December 31, 2012, will be a very important date in the lives of taxpayers, because that is the date that many tax-saving provisions are set to expire. Congress has extended many of these provisions on a year-by-year basis. However, as it stands now, many tax-cutting provisions have already expired or will expire. Here are a few of the more important ones that could apply to you.
- Employee’s share of social security taxes. The employee’s share of FICA taxes will return to 6.2% after 2012, up from 4.2%.
- Income tax rates. The 10% tax rate bracket will be eliminated, and the top rate will be 39.6% (up from 35%).
- Long-term capital gains. The maximum tax on most long-term capital gains will increase from the current level of 15% to 20%. For some low-income taxpayers, the current long-term capital gains rate can be zero. That provision will also be eliminated. Additionally, qualified dividends will no longer be taxed at the long-term gains rates (including the zero rate for lower-income taxpayers). Instead, dividends will be taxed at ordinary income rates as high as 39.6%.
- Child tax credit. The current credit, which is $1,000 for a qualifying child, will be reduced to $500.
- Student loan interest deduction. This deduction will be limited to only the first 60 months that interest payments are made, and there will be a much lower income limit where this deduction can be claimed at all.

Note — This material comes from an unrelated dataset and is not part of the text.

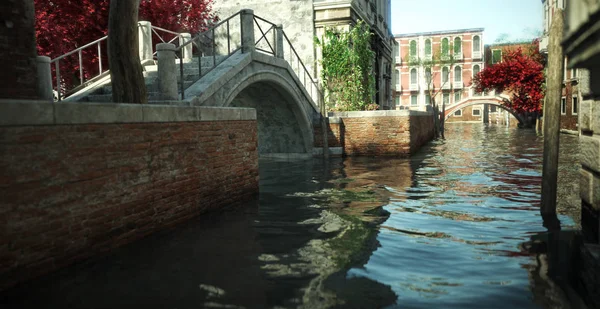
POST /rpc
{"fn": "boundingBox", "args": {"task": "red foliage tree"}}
[472,41,545,113]
[35,0,217,92]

- Section 179 expensing deductions. The first-year expensing limit and qualifying property limit will be reduced to $25,000 and $200,000 (down from the 2012 levels of $139,000 and $560,000).
- Itemized deductions. Itemized deductions are currently not reduced by the size of your adjusted gross income. That provision will expire, and itemized deductions will again be reduced for higher bracket taxpayers.

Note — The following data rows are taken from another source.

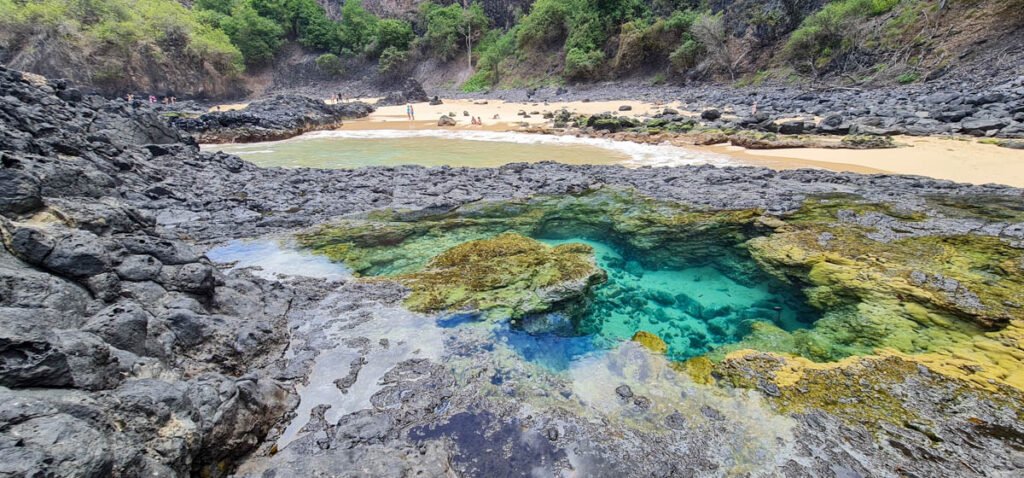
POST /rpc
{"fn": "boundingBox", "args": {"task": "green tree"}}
[300,12,341,51]
[374,18,413,55]
[338,0,378,55]
[422,1,488,65]
[221,0,284,65]
[194,0,233,15]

- Estate and gift taxes. The estate and gift tax rules will revert to those in effect before 2001. That means the maximum estate and gift tax rate will increase to 55% (up from 35%), and the maximum amount of assets to be left to beneficiaries tax-free will be reduced to $1,000,000 (down from the current level of $5,120,000).

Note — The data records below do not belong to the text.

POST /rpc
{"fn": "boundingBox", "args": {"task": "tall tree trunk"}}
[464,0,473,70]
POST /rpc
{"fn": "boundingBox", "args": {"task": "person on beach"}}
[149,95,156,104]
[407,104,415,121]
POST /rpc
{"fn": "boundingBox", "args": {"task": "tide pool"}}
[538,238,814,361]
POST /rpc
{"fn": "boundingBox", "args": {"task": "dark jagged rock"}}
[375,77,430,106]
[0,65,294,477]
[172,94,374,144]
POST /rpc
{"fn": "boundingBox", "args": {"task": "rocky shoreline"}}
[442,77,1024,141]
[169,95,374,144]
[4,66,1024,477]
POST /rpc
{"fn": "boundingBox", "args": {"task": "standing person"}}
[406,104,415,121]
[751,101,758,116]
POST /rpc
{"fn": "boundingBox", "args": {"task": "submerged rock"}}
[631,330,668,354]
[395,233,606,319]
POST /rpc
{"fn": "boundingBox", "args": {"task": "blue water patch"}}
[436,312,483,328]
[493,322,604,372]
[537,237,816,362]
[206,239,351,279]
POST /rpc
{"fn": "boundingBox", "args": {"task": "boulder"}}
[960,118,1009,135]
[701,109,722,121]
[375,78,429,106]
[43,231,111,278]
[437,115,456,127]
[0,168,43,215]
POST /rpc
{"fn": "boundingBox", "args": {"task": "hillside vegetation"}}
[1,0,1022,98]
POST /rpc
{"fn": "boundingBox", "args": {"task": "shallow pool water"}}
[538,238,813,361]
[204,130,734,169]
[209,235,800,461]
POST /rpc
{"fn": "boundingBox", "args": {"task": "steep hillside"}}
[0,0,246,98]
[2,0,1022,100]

What can you do to manage your tax bill for 2012 and 2013? You should monitor the tax landscape as Congress returns to Washington. Some of the things that you’ll want to examine include the following:
- Should you accelerate income into 2012 in order to take advantage of the current tax rates that may be lower than future rates?
- Should you sell assets that you have held long-term (such as stocks, mutual funds, and property) to take advantage of the expected lower capital gains tax rates in 2012?
- Should you sell dividend-paying stocks since the tax benefit for holding such stock may be eliminated?